Due to circumstance (all her pamangkins of recent years are boys) and the fact that she's excited to dress up the child in all sorts of ribbons and laces, Leah is dead-set on praying for a little baby girl. She addresses the baby as a girl, talks about it as if she were sure, and has even successfully campaigned for the name if it turns out to be a girl (we haven't picked a name yet if it turns out to be a boy).

Except for some faint, archaic notion that the eldest should be a son, I have no preference on the matter. I know the little bugger will grab my heart at the earliest opportunity and run away laughing with it while I look on -- bewildered that such a small creature with the smallest hands can sway my heart this way and that.

If it turns out to be a girl, I imagine sweet kisses and bedtime tickles. We will sing with her teddies and pick out names for her pets. I imagine my walls, notebooks, tables, and every other surface with her squiggly, girly penmanship, and nighttime jaunts to look at the stars. I can see her spilling her milk on the table, because she would insist she can do it, and answering endless questions of which i like better (puppies or kittens? blue or green? her lola's cooking or her mommy's) just so she'll know which she should like more. We'll have our special time on Saturday mornings because her mom refuses to wake early, so we'll go out and buy pandesal and eat them on the street, waiting for more hawkers who offer their wares. I hope she tells me everything, most especially the annoying little boys in her school because her tatay is her best friend in the whole wide world.

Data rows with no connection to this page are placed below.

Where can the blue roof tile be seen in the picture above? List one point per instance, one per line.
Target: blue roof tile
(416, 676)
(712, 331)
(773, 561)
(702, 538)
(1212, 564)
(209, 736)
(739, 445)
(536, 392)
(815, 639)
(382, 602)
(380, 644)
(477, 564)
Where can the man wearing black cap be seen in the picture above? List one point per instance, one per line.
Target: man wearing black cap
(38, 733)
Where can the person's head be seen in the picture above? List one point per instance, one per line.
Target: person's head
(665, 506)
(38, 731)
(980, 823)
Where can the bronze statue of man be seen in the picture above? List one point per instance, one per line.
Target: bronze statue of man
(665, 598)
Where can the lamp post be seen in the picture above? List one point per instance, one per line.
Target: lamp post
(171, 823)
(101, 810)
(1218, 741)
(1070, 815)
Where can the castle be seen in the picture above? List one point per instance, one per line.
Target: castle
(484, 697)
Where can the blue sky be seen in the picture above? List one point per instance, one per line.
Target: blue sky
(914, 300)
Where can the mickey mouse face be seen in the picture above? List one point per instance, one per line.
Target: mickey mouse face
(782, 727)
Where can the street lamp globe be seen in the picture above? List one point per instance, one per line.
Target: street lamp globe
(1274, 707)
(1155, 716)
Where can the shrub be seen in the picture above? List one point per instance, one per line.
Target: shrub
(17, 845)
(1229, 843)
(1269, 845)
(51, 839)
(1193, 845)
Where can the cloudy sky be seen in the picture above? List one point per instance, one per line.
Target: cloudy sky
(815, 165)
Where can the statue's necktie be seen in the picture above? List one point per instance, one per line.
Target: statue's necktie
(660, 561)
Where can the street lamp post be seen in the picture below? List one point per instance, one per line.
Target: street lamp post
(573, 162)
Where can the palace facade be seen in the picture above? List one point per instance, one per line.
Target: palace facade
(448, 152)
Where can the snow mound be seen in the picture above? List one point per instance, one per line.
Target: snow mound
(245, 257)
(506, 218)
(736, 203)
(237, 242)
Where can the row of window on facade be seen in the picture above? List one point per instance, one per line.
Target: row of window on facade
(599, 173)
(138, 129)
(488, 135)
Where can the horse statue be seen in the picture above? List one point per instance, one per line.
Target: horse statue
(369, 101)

if it's a boy, then I'm on more familiar ground. It's all about adventure, and what's the next new thing he can do. We'll find spiders for fighting and dig for little crabs on the beach. Scraped knees due to bike accidents and torn t-shirts from climbing trees. We'll build paper boats and fly kites, watch community basketball tournaments and eat isaw on the streets. I will show him when to be patient (while waiting for the fish to bite the lure) and when to be decisive (whenever someone needs help). And I will tell him to never ever bet money against his lolo on card games because his lolo always cheats.

Whether boy or a girl, I would watch old Bruce Lee movies with them and practice screaming "ha-ya!" while we do karate outside the house. I would read them stories and ask them to tell their own versions to their friends. We will eat aratiles, never watch news, and read lots and lots of comic books. I will make sure they are always courteous to waiters, to the elderly, and to never be afraid of questioning their teachers. I will try to teach them that there are truths that are only true sometimes, and that some truths remain even if no one else believes them.

When they are a bit older, perhaps I can tell them my own stories. And when they are old enough to have children of their own, stories no one has ever heard. We will name stars, make up our own songs, disbelieve what we read. My children will know me -- not just as their father, but as me.

And if the heavens favor me, they will learn with me that God is far more terrible, and far gentler than what they may have heard.